이세상에서 외국사람들이 대한민국의 경기를 궁금하네...화이팅!

The most popular post in the Seoul Gyopo Guide has been, BY FAR, this:

Korea's Reason for Feasting This Year: The Yen's Strength

There have been over 1,500 readers of this article within the last 24 hours alone.  Perhaps this is a comment on the fact that foreigners, still, have no idea about Korea.  It is a well-known fact that many Americans (according to the newspaper) believe that Samsung is a Japanese company.  At first, I was offended when I read this.  However, I realize this was only my personal pride speaking.  It doesn't matter:  brand quality, sales, and profits matter. 

During the comments, questions to this post, which are found at http://www.reddit.com/, a person asked me "What do you (to me) think about the prospects for Korea over the next 5-10 years?"
At first, I laughed and thought to myself, "I cannot decide what to think over the next 5-10 minutes, so how should I answer this question."  (농담 치다)

Anyways, here was my response.

The issue, and perhaps only justification for the obvious currency manipulation of the KRW, is that Korea is not in control of many factors that will determine its economic future.  It is natural resource poor.  Its population is 50mm and not increasing so it will remain to be what I would call a "one-winged bird" that is being propelled by one of the wings, exports.  Koreans spend a great deal of their disposable income on food and education, which means that it is difficult for consumer demand to improve dramatically.  As such, any large external demand shock will hurt Korea greatly. 
The North Korea issue is one of the cost of reunification rather than war, and South Korea has watched Germany struggle for basically a decade with it.  To make it worse, Germany was then (and still is) a much larger economy and country than Korea.  Korea faces the spectre of a China and Indian set of competitors that match or beat Korean products in the future.  That these will all occur in the future is probably inevitable.  The question, to me, is the speed at which they occur. 
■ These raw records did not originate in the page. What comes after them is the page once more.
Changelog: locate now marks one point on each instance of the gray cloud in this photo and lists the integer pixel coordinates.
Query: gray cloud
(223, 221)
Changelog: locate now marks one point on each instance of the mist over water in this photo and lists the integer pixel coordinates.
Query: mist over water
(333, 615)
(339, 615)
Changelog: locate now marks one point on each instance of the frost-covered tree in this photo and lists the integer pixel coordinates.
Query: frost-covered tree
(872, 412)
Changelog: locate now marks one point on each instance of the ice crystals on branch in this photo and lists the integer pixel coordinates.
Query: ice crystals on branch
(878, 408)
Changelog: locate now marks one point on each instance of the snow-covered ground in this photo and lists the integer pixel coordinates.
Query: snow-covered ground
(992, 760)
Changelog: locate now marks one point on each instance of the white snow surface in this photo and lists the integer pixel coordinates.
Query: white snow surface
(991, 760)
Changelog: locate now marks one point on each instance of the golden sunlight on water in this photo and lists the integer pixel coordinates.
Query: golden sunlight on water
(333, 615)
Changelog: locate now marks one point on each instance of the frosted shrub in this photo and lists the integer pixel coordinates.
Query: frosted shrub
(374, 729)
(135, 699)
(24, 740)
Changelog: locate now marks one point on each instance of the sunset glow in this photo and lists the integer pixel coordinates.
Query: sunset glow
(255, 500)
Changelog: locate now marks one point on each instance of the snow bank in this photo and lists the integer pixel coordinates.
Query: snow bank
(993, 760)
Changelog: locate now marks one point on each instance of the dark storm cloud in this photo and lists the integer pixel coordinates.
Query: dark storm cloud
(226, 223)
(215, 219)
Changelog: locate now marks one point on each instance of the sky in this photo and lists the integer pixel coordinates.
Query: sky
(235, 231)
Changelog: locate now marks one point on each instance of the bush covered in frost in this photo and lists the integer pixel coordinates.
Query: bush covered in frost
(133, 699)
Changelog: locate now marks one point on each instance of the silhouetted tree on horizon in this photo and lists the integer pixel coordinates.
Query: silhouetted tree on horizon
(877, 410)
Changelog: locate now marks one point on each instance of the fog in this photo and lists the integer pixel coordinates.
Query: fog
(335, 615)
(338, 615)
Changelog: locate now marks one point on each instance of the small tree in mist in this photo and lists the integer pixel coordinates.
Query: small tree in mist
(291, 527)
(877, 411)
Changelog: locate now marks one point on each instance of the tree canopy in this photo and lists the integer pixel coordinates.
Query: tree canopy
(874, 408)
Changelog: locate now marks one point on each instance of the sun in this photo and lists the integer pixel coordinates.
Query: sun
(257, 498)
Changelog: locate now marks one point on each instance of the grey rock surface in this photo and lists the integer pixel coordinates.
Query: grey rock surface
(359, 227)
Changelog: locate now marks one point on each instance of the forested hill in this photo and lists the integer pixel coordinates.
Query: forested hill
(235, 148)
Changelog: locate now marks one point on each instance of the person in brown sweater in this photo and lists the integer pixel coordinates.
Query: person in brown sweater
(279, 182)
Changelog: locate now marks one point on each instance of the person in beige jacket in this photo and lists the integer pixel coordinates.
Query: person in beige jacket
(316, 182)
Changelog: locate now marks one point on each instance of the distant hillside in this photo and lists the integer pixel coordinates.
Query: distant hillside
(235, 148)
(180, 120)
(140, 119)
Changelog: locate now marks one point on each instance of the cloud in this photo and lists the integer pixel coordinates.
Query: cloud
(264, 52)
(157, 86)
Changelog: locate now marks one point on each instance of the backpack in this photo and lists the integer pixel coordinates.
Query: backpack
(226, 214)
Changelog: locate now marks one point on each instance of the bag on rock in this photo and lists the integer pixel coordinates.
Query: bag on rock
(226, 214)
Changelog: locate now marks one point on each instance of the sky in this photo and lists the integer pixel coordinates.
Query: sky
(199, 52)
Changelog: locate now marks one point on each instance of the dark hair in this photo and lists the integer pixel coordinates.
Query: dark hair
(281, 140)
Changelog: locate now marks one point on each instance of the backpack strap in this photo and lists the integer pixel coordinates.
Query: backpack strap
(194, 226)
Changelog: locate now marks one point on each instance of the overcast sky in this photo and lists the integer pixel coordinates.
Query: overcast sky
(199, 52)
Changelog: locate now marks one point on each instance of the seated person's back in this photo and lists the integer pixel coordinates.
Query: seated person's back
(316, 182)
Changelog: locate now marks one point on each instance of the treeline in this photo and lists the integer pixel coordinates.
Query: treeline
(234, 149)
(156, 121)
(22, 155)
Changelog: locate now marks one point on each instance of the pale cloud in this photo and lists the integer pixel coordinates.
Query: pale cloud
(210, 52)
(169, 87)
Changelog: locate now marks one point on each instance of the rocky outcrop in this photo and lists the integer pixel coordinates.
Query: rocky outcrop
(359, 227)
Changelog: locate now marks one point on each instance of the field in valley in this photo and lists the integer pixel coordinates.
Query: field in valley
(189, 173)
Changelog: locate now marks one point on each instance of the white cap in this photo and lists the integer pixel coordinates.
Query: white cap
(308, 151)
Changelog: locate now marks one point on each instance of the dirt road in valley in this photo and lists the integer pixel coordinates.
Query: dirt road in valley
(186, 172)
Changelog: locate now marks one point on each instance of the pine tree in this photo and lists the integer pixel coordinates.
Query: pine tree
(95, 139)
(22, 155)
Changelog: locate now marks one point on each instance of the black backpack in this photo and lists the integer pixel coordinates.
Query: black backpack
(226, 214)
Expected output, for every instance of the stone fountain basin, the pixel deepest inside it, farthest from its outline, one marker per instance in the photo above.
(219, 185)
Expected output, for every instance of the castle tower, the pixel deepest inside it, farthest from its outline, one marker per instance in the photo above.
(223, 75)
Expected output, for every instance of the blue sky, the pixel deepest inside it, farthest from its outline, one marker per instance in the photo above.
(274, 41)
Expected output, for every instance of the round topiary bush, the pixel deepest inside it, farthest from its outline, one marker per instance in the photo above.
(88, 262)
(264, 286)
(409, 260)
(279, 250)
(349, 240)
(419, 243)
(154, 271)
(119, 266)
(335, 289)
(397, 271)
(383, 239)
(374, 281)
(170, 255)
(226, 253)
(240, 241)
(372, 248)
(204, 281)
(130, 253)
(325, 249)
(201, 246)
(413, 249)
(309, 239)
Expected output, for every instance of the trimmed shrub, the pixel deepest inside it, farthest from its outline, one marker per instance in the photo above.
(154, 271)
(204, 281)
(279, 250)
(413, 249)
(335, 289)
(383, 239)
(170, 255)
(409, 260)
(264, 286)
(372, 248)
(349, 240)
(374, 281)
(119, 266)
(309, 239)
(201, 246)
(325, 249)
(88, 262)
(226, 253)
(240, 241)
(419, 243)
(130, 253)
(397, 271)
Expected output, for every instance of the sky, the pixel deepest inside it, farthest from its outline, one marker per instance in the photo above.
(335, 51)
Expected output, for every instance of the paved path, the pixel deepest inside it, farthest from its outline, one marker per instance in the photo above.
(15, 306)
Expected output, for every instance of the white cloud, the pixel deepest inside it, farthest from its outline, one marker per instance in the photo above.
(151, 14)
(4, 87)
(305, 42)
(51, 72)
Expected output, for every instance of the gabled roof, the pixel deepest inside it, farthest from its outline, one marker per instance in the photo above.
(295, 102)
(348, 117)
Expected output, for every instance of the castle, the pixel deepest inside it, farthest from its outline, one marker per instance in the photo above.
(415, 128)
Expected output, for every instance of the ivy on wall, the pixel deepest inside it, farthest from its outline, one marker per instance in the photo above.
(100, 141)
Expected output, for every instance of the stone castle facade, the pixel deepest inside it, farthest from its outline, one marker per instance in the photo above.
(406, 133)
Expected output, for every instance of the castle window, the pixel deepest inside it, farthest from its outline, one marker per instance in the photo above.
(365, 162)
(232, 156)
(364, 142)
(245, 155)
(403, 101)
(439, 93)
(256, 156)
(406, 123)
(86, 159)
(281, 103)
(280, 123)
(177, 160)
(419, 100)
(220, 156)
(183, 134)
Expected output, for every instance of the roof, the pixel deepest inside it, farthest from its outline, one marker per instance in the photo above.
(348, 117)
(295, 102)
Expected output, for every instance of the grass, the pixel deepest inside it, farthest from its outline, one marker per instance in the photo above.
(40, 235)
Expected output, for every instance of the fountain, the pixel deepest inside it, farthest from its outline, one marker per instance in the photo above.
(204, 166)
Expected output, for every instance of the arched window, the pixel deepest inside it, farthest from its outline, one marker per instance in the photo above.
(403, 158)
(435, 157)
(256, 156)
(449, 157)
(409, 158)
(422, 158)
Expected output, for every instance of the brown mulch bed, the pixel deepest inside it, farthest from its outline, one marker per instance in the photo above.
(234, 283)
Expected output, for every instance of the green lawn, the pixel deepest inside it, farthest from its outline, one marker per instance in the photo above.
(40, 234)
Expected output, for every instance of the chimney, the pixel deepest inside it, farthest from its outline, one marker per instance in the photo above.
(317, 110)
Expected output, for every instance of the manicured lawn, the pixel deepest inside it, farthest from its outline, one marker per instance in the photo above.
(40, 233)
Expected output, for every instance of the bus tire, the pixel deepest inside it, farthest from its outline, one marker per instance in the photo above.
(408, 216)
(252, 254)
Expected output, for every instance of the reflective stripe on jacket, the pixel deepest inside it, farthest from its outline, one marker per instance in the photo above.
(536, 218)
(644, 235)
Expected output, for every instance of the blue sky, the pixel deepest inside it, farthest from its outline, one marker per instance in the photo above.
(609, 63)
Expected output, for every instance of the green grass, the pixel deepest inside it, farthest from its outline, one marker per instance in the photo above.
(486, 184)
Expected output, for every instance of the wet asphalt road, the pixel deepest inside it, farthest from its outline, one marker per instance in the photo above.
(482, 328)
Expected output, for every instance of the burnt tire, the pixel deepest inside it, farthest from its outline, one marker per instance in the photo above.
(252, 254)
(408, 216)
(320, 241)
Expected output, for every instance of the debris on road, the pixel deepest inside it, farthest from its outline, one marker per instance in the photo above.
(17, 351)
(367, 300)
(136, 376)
That all said, KoreaInc is in far better shape than its relevent competitors, and the coffers are being built up to defend its hard-fought gains.  The government supports the corporations without reservation.  At this rate, President Lee's tenure is secure (unlike B.H. Obama's).   I don't agree that Japan has fewer problems.  It has far deeper problems which make it a ship that almost cannot be turned.  Aging population (which has enormous effects on the electronics industry, i.e. does your grandmother complain about/demand new features on consumer electronics items?  Koreans do, and loudly.), and Japan's indebtedness will, over the very long term, threaten its leadership in the region.  Korea is large enough to be a global competitor in the most dynamic industries, and small enough to not be subjected to a currency war.  For now, Korea's proximity to India and China put it in the cat bird's seat.  As long as there is no long-lasting external shock, Korea should continue on this path because its market position in the world's most important industries (other than commodities), is good, particularly when adjusted for the size of the population.  At this point the ratio of GlobalBrands / population ration is probably the highest in the world.  I am not the only one with this opinion: global equity investors are putting their money on this opinion.   We will see.

Thanks again for reading and please continue commenting/criticizing these thoughts.

This key point here is that people around the world are continuing to be very curious about Korea, and the quality of information in the general press has been dominated by other Asian countries, which has allowed Korea to continue (almost unnoticed) its economic progress at a pace unimaginable 50 years ago  Personally, I was stunned to see the number of visitors to http://www.seoulgyopoguide.blogspot.com/ over the past few days.  I took it as a compliment on being Korean, not as the author.  Risks remain, and life will continue to be crazy in Korea, but the progress is palpable:  the increased interest in all things Korea proves that.